„Frieden auf Erden und den Menschen ein Wohlgefallen!“
Diese Worte, die von einem gewissen Lukas stammen sollen, sind so untrennbar mit Weihnachten verbunden, wie Rippchen mit Kraut. Dabei ist es vielerorts, gerade in dieser Zeit, alles andere als friedlich. Werfen wir einen diskreten Blick in die vorweihnachtliche Idylle einer deutschen Durchschnittsfamilie. Rasch geben wir ihr noch einen anderen Familiennamen, damit ihre Privatsphäre gewahrt bleibt und so keine Rückschlüsse auf ihre wahre Identität zulässt. Nennen wir sie Brocklust - Sindermann. Eigentlich heißen sie Müller, aber der ist viel zu sehr verbreitet und jeder Zweite könnte so meinen, es handelt sich dabei um ihn. Brocklust - Sindermann hingegen ist weitläufig eher selten, da er aus zwei Familiennamen besteht, die jede für sich schon eher selten ist und dank deren Zusammensetzung und nur durch einen lapidaren Bindestrich, zu einer Einheit wird. Natürlich gibt es auch bekannte Familiennamen, die zu Doppelnamen werden, wie Meier – Schulz oder Schmidt – Hoffmann. Aber dann würden noch viel mehr Familien denken, sie wären der Hauptbestandteil dieser Geschichte und werfe ein schlechtes Licht auf sie.
Dem entgehen wir so geschickt, denn wer heißt schon Brocklust – Sindermann. Eine Google Abfrage ergab, unter der Suche nach Brocklust – Sindermann, keinen gültigen Treffer. Damit ist nun rechtlich sichergestellt, es wird keine Klage wegen einer Persönlichkeitsverletzung geben können. Was auch gut ist, denn so etwas kann einen Autoren teuer zu stehen können.
Und mir, als freier und armer Autor ermöglicht es nun, die Familie Brocklust – Sindermann literarisch angemessen in den Dreck zu ziehen. Schon die Vorfreude darauf ist enorm und motiviert mich sehr. So kann sich meine latent sadistische Ader einmal richtig ausleben, Beziehungswiese ausschreiben. Es kribbelt mir richtig in den Fingern, um endlich beginnen zu können und der Familie Brocklust - Sindermann, ungestraft so richtig eine mitzugeben. Wer, wenn nicht sie hat das mehr als verdient.

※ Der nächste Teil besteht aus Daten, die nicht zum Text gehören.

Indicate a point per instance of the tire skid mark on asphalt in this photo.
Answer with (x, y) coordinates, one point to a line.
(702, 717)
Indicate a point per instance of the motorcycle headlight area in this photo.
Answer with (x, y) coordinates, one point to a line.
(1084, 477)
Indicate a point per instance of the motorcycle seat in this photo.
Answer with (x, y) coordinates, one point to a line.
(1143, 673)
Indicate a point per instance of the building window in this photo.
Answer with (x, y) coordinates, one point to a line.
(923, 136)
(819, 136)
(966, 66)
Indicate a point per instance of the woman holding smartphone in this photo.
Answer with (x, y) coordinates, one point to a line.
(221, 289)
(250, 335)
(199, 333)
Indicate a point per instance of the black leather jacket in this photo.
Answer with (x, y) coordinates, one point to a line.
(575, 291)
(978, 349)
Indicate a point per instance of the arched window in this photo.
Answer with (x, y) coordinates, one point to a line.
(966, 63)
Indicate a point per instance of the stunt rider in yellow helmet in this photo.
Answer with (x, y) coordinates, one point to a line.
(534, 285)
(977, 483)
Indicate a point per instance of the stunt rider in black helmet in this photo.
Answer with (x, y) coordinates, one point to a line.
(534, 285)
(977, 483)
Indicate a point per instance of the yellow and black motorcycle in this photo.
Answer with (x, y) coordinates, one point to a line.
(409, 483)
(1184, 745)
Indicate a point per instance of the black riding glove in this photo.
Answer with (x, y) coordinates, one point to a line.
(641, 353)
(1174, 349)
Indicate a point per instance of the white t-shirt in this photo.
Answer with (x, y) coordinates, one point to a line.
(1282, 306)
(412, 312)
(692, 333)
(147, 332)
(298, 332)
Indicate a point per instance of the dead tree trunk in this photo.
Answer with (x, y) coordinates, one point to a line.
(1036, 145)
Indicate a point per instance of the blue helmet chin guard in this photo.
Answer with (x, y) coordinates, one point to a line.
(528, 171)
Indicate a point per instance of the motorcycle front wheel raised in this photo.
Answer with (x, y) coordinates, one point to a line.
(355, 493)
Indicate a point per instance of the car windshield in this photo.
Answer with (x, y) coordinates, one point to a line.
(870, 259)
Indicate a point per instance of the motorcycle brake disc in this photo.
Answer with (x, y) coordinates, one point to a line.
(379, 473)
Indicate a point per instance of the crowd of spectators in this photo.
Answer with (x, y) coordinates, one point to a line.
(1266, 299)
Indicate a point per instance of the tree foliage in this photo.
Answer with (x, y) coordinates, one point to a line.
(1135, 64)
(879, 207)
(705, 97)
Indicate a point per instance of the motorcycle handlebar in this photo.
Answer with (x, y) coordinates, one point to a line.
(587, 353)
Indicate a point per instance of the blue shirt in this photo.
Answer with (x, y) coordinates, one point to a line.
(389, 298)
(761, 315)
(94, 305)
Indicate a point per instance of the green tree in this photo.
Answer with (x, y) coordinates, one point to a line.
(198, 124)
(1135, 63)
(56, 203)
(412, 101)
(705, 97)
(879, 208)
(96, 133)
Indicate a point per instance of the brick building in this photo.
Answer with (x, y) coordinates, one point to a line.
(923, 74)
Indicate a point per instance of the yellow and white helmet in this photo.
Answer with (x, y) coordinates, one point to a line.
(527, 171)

Natürlich habe ich eine bestimmte Familie, die sich hinter dem Pseudonym versteckt, vor meinem geistigen Auge. Ich habe ihn zwar für die Nachwelt aufgeschrieben und in einem eigens angemieteten Bankschließfach verwahrt, aber er darf erst Neunundneunzig Jahre nach meinem Tode geöffnet und öffentlich verkündet werden. Wenn man dann verärgert zu meinem Grab pilgert und sämtliche Geranien rausreißt, lässt mich das kalt.
So weit nun zur Vorgeschichte und dem geschichtlichen Hintergrund der nun folgenden Geschichte. Und falls doch, trotz aller Vorkehrungen irgendwann eine Frau Brocklust auf die wahnwitzige Idee kommt und zufällig einen Herrn Sindermann, oder eine Frau Sindermann auf einen Herrn Brocklust trifft, oder aber eine genderfluide nichtbinäre Person auf einen trans femalen Menschen trifft, dann einigen die sich bitte auf einen gemeinsamen Familiennamen, ohne einen Bindestrich zu benutzen. Damit würden sie mir eine große vorweihnachtliche Freude bereiten. Am besten jedoch wäre es jedoch, wenn sämtliche Geschlechter, die es neuerdings so gibt, die den Namen Brocklust und oder Sindermann ihr eigen nennen, von einer generellen Eheschließung Abstand nehmen würden. Eine wilde Ehe kann doch auch ganz nett sein. Sollte jedoch der unwahrscheinliche Fall eintreten, dass sich zufällig Brocklust und Sindermann treffen und dazu sich noch verlieben und zwingend heiraten müssen, weil was unterwegs ist, dann bitte ich inständig, lassen sie sich einfach von einem windigen Adoptivprinzen adoptieren, in der Hoffnung, er möge Müller, Schmidt oder Meier heißen. Dieses nur zur Verdeutlichung, unter welchen schwierigen Voraussetzungen Autoren bereits im Vorfeld einer Geschichte zu bedenken haben, ehe die eigentliche Geschichte überhaupt ihren Anfang nimmt, was nun aber ein Ende haben soll. Denn es drängt mich, sie jetzt endlich loszuwerden. Und hier ist sie nun, die Sehnlichst von uns allen herbeigesehnte Weihnachtsgeschichte.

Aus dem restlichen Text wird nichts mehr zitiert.